The transversely curved cutouts 5 in the tension zone have the following dimensions:

- bowstring length h = 0.3 m;

- arc chord length a = 1 m;

- abutment length a1 = 0.5 m of the wooden structural beam 1, distances between the cutouts in the arch axes d = 1.2 m.

Flat bars 2 are made of S235 structural steel, measuring 250x20 cm, and are fastened with hot-dip galvanized or electroplated M20 threaded rods.
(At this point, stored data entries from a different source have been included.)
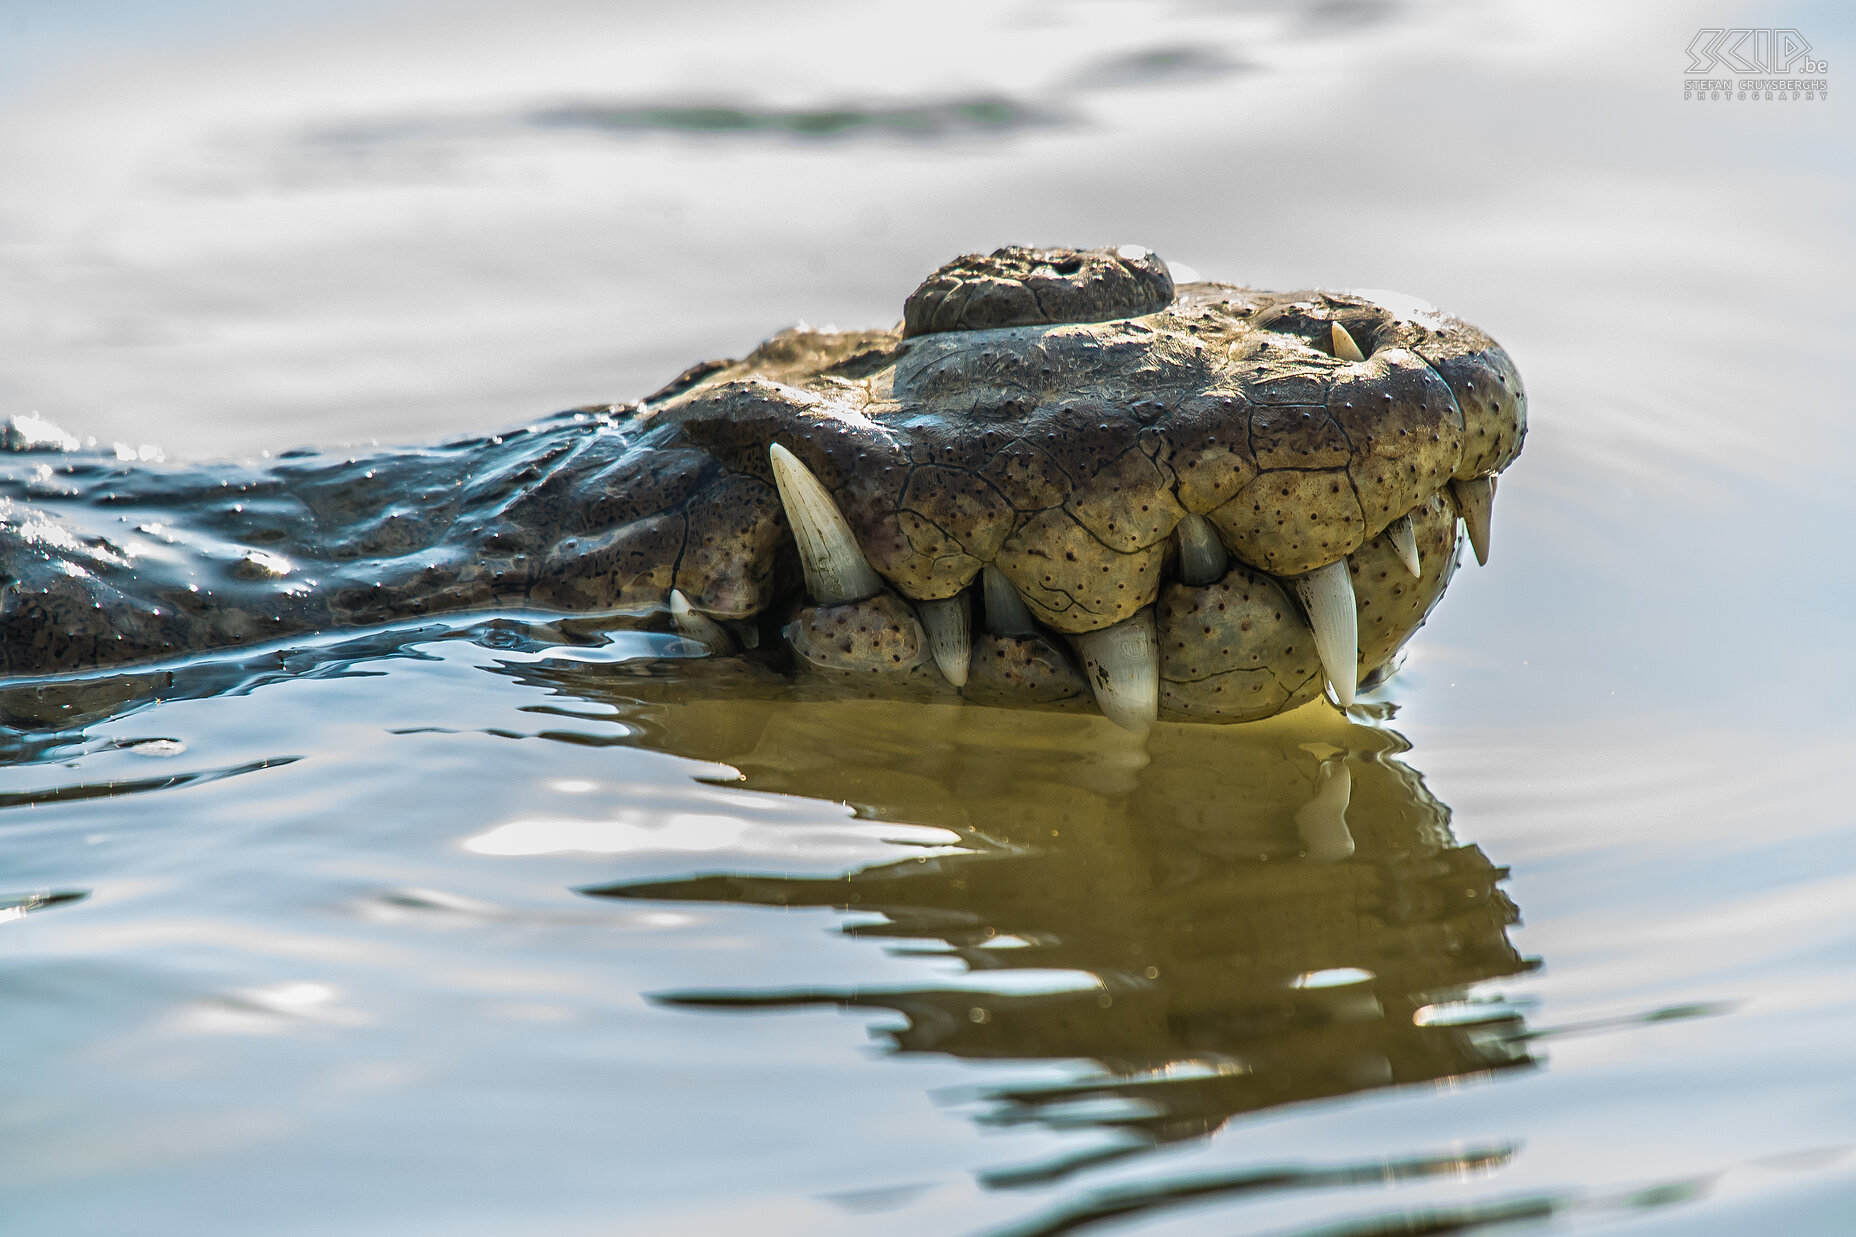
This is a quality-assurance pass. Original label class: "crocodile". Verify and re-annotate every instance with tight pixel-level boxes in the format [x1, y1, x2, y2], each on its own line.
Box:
[0, 245, 1524, 731]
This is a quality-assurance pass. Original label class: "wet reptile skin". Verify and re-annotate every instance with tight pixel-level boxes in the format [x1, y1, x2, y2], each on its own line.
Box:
[0, 246, 1524, 723]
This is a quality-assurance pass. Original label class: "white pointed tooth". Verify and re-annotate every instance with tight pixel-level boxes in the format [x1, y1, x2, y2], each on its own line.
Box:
[1330, 320, 1366, 363]
[769, 443, 884, 605]
[917, 594, 972, 688]
[1069, 610, 1159, 734]
[1452, 475, 1496, 566]
[981, 564, 1038, 637]
[1387, 514, 1422, 578]
[1294, 757, 1355, 862]
[1174, 513, 1229, 586]
[668, 589, 736, 654]
[1291, 559, 1359, 709]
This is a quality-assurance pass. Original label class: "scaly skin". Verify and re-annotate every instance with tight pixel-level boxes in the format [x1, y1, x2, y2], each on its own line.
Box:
[0, 246, 1523, 723]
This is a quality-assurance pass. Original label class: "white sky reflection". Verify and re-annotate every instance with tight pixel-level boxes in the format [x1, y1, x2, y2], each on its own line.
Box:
[464, 808, 967, 858]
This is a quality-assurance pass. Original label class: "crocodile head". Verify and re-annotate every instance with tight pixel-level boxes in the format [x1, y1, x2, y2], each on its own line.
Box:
[591, 245, 1525, 730]
[0, 246, 1523, 732]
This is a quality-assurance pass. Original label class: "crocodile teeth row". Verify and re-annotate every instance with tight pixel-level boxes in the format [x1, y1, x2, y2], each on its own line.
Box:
[1451, 476, 1495, 567]
[1291, 559, 1359, 709]
[766, 443, 1485, 720]
[769, 443, 885, 605]
[1069, 610, 1159, 734]
[917, 595, 972, 688]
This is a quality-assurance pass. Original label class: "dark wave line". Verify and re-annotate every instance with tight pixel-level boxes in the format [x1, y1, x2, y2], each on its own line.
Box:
[0, 756, 298, 811]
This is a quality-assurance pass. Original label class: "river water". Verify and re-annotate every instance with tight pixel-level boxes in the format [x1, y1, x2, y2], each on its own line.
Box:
[2, 2, 1852, 1234]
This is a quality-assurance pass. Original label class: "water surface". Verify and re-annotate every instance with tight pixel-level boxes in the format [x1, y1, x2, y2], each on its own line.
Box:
[2, 2, 1853, 1233]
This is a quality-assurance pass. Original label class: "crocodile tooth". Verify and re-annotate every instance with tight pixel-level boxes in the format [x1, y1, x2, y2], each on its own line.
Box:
[1070, 610, 1159, 734]
[1294, 757, 1355, 861]
[1387, 514, 1422, 578]
[917, 594, 972, 688]
[1175, 513, 1229, 586]
[1330, 321, 1366, 362]
[1451, 475, 1496, 566]
[668, 589, 736, 654]
[769, 443, 884, 604]
[981, 564, 1038, 637]
[1291, 559, 1359, 708]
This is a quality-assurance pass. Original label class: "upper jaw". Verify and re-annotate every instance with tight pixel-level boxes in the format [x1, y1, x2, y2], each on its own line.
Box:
[663, 279, 1523, 603]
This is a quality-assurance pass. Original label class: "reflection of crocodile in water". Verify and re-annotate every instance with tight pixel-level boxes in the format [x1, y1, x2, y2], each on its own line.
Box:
[561, 685, 1536, 1208]
[0, 246, 1523, 731]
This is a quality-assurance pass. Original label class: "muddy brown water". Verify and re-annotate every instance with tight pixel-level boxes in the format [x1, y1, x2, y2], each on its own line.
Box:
[1, 3, 1852, 1234]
The first fastening is located at a distance from the support of c1 = 0.25 m.

The fastening is located in places of the full cross-section (B-B) of the beam and is arranged symmetrically in the middle, between the axes of the curvilinear undercuts, at a distance of c = 1.2 m.

LIST OF NOTATIONS:

1. Wooden structural beam;

2. Flat bar;

3. Pin elements;

4. Rib;

5. Curvilinear cutout;

1a - cross-sectional view of the beam in the place without the cutout;

1b - cross-section view of the beam in the place with the cutout and steel tie;

L - beam length;

H - beam height;

h - notch arrow;

a - length of the cutout chord;

b - beam width;

c - slat height;

dl - distance between the support and the axis of symmetry of the first cut-out; d - distance between the axes of symmetry of the individual cut-outs;

a1 - length of the beam abutment to the first notch;

cl - distance of the first fastening from the support;

g - height of the shorter edge of the flat bar;

n - number of lamellas.

Claims (3)

1. A wooden structural beam constructed of segments in the form of longitudinal lamellas of glued wood, equipped with reinforcing elements in the tension zone in the form of pin elements and flat bars of structural steel, intended for use as a girder element in construction, characterized in that along the wooden structural beam (1) there are at least three transverse curved cutouts (5) arranged symmetrically with respect to the vertical axis of symmetry of the beam and at least two ribs (4) which are located between the transverse curved cutouts (5), wherein the transverse curved cutouts (5) have an elliptical or circular shape with the dimensions: - chord a, which has a length of 0.75 m to 1.25 m and - arrow h, which has dimensions from 1/4 to 1/3 of the total height of the beam (1) H, where the height H of the beam (1) is the number n of lamellas with a single height c and H is in the range from 0.8 m to 1.4 m. 2. Wooden structural beam according to claim 1. 1, characterized in that the transverse curved cutouts (5) are symmetrical in relation to the vertical axis of symmetry which runs along the axis of the wooden structural beam (1) and constitutes the axis of symmetry of the transverse curved cutout (5) central, while the subsequent transverse curved cutouts (5) are arranged in such a way that their axes of symmetry are spaced from each other by a distance d which is between 0.9 m and 1.5 m, wherein the distance between two adjacent transverse curved cutouts (5) constitutes a rib (4) whose length is 0.2 of the chord length a and the transverse curved cutouts (5) are made in a number corresponding to the maintenance of full transverse curved cutouts (5), so that in the place of the abutments of the length of the rib (5) the cross-sections of full height H are not less than 0.5 of the chord length a and not less than the height of the cross-section at the support point. 3. A wooden structural beam according to claim 1-2, characterized in that the pin elements (3) are positioned symmetrically between the axes of the transverse curved cutouts (5) in places of the full height H.